Werle drew the title, “Halo-Halo,” from a term that has multiple uses. It means “mix-mix,” in reference to a layered ice-cream sundae-type dish with its own menu and conglomeration of potential ingredients. As Werle says in her show description, it’s also a “cute way” to refer to Filipinos with mixed ancestry.

About four or five years ago, Werle began drawing hands as characters for the narratives. They gesture, interact and arrive in varied locations and scenarios.

“I wanted to find a way to use the figure, but not have so much context that you get from a face or a full body and clothes,” she said. “I felt you could reduce that figure to just the hand to tell stories effectively,” she said.

In her gallery text, she explains how they’re a way to explore her identity without literally depicting herself.

In “Where are you from-from?”, a hand casually holds a cigarette aloft while “seated” in a Peacock chair, a sunset aligned behind its back and palm trees at the chair’s feet. The title refers to the chair’s origins. While the furniture is associated with the Black Power movement and Old Hollywood portraits, they’ve been traced back to the Philippines. She based her image on the oldest known photograph of the chair, of a woman in a prison where the chairs were manufactured.

The wood paneling plays a subtle role in her themes as well — a nod to Montana and also the traditional Filipino wood carvings that her aunt decorated her house with.

In another, two hands gesture toward each other, one from the top of the mountain to another who’s still in ascent.
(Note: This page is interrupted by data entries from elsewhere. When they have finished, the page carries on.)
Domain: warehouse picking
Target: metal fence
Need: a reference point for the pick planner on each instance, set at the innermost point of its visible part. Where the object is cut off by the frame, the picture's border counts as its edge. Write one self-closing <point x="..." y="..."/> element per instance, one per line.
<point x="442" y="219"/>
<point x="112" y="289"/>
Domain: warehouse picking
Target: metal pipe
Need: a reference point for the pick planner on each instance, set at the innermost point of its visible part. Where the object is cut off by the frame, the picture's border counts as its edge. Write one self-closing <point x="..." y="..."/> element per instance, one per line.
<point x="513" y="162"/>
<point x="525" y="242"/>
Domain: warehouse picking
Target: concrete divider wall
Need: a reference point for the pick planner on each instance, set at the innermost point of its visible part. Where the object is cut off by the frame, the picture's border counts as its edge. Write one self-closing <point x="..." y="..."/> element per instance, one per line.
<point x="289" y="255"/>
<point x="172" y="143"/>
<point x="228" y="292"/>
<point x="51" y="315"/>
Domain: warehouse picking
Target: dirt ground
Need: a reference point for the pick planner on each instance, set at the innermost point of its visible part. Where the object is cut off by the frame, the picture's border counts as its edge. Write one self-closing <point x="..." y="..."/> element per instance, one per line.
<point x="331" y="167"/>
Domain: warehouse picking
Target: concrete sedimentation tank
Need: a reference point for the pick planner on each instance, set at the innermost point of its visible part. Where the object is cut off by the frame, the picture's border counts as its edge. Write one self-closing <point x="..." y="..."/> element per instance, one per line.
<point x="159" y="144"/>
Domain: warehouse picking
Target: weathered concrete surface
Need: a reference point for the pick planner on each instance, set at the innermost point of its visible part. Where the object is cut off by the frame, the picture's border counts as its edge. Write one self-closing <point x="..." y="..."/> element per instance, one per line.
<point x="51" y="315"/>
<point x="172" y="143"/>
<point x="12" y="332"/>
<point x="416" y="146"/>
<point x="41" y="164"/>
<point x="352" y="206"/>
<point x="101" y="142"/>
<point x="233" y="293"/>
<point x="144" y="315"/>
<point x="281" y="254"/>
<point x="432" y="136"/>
The hillside is clustered with greens. It’s titled, “Oh s—, there are pine trees here too!”

Werle took a trip to Cebu, the island where her mother grew up, and they took a hike up its tallest mountain. During the ascent, she noticed, to her surprise, pine trees. They’d long been a symbol of her Montana roots in her work.

“Food tastes better this way” displays the proper technique for eating rice with your hands, which they did in Werle’s family growing up.

Werle has been more focused on studio work lately. After college, she pursued mural painting: As a way of traveling abroad, through an artist residency, and more back here in Missoula. Her work is on Drum Coffee’s South Avenue location and in the “mural alley” behind the Zootown Arts Community Center, part of a four-part sequence by BIPOC artists called “Feeling Welcome.”

She was a part of the Arts Missoula’s BIPOC Arts Advisory Council, which has since become its own program called the Cohesion Arts Collective. They’re planning a three-part speaker series, a spring mixer at the Confluence Center nonprofit space, and in the fall, an exhibition at the Brunswick Gallery.